Problem:
Attempted BMC ROERG using option REBALANCE with SHRLEVEL
CHANGE between partitions to resolve space issue on a table partition, as
application needed 24/7 availability, which put the table partition in Recovery
pending as the job failed during ALTER Table limit key stage after REORG Switch
phase.
Reason:
During utility terminate phase of BMC REORG with REBALACNE
option it completes the switch to shadow dataset first and then attempt to
alter statement, where the control is passed to DB2. DB2
must invalidate dependent plans and packages on that object to complete the
ALTER successfully.
The BMC Reorg was holding a DRAIN on the object and
successfully completed the switch phase, But that DRAIN did not prevent
dependent packages from running, as long as they are not currently accessing
this object. And if the packages are running, then DB2 cannot invalidate them.
It is also likely in this case that this thread was waiting on the Reorg plus
DRAIN in order to access this object, resulting in a deadlock. To put it
another way, Reorg Plus is waiting on the thread in order to invalidate the
package in order to complete the ALTER, and the thread is waiting on Reorg Plus
to access the object, so its package cannot be invalidated, and so the ALTER
cannot be completed.
The BMC recommended default option ALTRFAIL=RCVRPEND caused
the table to be put in Recovery pending status to allow it to be restarted to
complete the REORG. And this option ALTRFAIL
is an installation option so it cannot be overridden with REORG Control card.

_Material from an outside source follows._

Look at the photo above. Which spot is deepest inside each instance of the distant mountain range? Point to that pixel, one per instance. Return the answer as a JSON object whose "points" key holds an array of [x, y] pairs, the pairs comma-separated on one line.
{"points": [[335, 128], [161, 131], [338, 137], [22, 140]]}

Either you need to change the Default ALTRFAIL=TERM or create new DOPTS module
which takes time to make and needs system DBA support.
With
ALTRFAIL=TERM, REORG PLUS automatically backs out the reorganization when a
failure occurs during processing of limit-key ALTER statements
Fix:
We resolve the space issue with IBM REORG as it build good
compression dictionary and does better space compression than BMC REORG.
Lessons Learnt:
BMC REORG REBALANCE with SHRLEVEL CHANGE even though say no
outage in the manual, it is not really a solution for an application that is
active and busy 24/7.
Always have a user module with ALTRFAIL=TERM and use it to
avoid outage to the application if at all you are going to try to attempt BMC
REORG REBALANACE with SHRLEVL CHANGE for any immediate fix without an outage.